Artigiani, commercianti, piccoli imprenditori, ma anche gli operai di Mirafiori o i ricercatori non si sono «riconosciuti» in questa Finanziaria. È l'ammissione di un fallimento pesante. Ancora più forte se, come in tanti hanno sottolineato nel dibattito, avviene nei primi sei mesi del governo. La Quercia si interroga: di chi è la colpa?
Per Umberto Ranieri «si è indebolito il profilo riformatore». Fabio Mussi ha parlato di un
«rapporto fragilissimo» con l'opinione pubblica, accusando una selezione sbagliata delle priorità. Colpa di una Finanziaria
«priva di un'anima e di una missione» per Cesare Salvi. Mentre secondo Massimo D'Alema è mancato un «messaggio politico forte».
Peppino Caldarola ha sottolineato l'«ostilità crescente» che c'è tra la gente.
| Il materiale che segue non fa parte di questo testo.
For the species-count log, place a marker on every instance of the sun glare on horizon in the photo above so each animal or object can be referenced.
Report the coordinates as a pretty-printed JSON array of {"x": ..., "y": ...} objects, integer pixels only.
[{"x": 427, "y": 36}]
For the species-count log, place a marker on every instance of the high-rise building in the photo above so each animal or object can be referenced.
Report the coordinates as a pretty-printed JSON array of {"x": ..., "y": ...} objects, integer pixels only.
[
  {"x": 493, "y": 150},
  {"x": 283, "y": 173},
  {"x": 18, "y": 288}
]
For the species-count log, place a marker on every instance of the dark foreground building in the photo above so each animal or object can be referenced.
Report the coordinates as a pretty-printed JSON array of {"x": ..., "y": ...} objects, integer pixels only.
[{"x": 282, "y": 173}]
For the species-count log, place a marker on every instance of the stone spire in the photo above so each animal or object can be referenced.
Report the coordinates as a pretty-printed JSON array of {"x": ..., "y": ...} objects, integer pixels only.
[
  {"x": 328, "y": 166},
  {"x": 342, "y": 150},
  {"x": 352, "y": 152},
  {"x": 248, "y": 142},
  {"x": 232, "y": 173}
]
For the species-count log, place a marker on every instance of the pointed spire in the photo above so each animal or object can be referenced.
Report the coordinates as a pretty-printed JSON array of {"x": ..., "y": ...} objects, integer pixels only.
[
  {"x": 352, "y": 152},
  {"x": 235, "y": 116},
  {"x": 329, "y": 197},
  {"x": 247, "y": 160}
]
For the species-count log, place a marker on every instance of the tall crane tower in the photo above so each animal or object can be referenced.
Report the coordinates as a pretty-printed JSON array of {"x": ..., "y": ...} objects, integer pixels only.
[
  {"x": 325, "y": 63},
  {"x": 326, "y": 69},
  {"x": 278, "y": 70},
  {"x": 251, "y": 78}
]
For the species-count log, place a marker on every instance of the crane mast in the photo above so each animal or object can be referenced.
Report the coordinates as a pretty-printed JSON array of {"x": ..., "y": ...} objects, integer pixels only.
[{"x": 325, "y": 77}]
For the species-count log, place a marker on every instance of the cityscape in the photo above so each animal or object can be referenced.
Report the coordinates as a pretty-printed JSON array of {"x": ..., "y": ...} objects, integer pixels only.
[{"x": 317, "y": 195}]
E, da battitore libero qual è, ha detto quello che tutti pensano: «C'è qualcosa che non funziona nel manico». In chi guida. Al governo e «forse anche tra di noi». Maggioranza e minoranza del partito, divise su tanto, su questo sono d'accordo: così non va. E non c'è tempo da perdere. A primavera ci sarà un turno di amministrative.
E i Ds, è il messaggio a Prodi, non possono permettersi di pagare un prezzo così alto.